Members at private clubs are predisposed to a certain level of support simply because of the opportunity to serve them through one-on-one contact and pride of ownership.
In days of yore, when private clubs had wait lists, life was different — take their money and let them in. Today, it is imperative that the club has well-trained staff handling membership sales.
Imagine a person selling a $25,000. to $75,000 membership when they have never played golf. What do they show first on the property tour? The part of the club that appeals to them the most – the beautiful dining room and the kitchen?
Furthermore, they don’t know or understand any of the reasons someone would even join a club, but there they are introducing a person to a long term relationship.
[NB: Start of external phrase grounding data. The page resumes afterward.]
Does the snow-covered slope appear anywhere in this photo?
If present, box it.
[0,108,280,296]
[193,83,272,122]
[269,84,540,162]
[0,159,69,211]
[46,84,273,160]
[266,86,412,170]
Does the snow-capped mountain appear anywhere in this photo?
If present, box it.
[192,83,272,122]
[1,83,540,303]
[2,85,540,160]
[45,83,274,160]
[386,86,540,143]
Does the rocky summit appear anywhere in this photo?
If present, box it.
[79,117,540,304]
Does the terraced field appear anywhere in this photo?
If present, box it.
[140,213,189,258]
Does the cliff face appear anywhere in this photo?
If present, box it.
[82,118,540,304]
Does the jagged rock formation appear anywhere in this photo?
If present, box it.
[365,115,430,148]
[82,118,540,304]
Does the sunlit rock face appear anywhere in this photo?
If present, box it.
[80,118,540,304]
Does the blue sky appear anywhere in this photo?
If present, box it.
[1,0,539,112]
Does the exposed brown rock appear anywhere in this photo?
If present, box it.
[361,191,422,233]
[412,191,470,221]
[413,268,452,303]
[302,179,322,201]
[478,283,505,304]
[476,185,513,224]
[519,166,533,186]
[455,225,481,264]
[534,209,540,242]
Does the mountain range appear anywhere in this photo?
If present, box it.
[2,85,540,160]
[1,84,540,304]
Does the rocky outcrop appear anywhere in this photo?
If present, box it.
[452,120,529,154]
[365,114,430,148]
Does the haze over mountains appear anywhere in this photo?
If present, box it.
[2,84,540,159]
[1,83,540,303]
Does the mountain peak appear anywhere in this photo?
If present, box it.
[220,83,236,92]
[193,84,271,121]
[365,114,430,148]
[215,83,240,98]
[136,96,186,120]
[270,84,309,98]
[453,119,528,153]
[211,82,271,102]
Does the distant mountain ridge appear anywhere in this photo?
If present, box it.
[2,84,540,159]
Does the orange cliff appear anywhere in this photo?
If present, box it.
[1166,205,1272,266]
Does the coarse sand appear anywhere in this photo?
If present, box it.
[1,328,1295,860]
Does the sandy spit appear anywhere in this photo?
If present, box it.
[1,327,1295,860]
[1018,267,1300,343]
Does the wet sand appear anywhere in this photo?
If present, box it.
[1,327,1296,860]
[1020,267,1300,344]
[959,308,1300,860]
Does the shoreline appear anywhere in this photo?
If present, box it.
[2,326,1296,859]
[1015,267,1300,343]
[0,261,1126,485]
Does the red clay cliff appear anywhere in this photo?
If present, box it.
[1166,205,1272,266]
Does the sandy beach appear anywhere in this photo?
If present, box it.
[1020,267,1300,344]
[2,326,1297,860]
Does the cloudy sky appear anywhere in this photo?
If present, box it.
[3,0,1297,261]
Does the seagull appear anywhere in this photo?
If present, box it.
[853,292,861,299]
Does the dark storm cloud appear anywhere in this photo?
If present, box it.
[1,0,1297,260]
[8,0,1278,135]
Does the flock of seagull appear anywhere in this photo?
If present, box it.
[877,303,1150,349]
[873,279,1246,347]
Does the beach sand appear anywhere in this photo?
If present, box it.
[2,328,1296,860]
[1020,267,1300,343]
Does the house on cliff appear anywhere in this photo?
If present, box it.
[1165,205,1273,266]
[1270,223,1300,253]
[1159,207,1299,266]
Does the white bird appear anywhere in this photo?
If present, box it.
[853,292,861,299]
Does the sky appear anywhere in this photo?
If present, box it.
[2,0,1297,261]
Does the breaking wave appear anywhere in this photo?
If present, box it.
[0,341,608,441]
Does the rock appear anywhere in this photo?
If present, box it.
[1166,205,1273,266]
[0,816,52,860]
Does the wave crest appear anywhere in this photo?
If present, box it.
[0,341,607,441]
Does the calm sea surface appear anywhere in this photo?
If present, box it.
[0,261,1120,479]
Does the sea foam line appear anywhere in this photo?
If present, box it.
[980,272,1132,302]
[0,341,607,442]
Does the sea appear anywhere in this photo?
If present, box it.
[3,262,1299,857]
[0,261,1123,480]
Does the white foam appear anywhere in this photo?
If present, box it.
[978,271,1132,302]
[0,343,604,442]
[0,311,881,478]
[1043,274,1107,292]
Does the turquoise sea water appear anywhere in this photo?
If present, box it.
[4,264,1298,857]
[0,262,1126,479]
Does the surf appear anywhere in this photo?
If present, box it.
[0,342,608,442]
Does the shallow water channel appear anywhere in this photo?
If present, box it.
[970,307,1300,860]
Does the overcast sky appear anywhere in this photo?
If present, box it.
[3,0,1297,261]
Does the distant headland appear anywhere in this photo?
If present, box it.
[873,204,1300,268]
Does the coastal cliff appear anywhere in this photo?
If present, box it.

Member sales should be handled by a well-trained professional who is not on commission.
Once a new member has been accepted by the club, they should be invited to a special New Member Orientation lunch.
During this meeting, the new person is shown around the club in complete detail, given a lock to their locker, a bag tag for the club storage, issued an account number and a members’ handbook.
They should be introduced to key staff and told how to best make full use of their new membership.
It is at this time that the staff member handling the introduction very politely, delicately, but firmly, explains the expectations of the club, which might include dress code, responsibility for guests, pro shop purchases, lesson programs and how to benefit from the tournament program.
Nobody wants to join a new private club and not know what to do and they need to be treated with dignity, respect and consideration.
Only four things separate a golf professional from all other business operators. They are rules experts, custom club fitters, teachers and tournament organizers. Yes, they have to be a merchandiser, a player, a manager, a diplomat, among other roles, but only four things separate them.
Professionals at private clubs will be called upon far more often to display skills in these areas than their public course counterparts and must be an expert in them.
When introduced to a new member, a golf professional should try to ensure these integral roles are presented to new members, who should be invited to either join the golf professional in a game or join a group of hand-selected members. This will get the newcomer started.
Sure, the business has changed and sure, it’s difficult, but a properly-organized sales program and thorough new member orientation will go a long way towards attracting more new members and ensuring new member extract the most benefit for their money.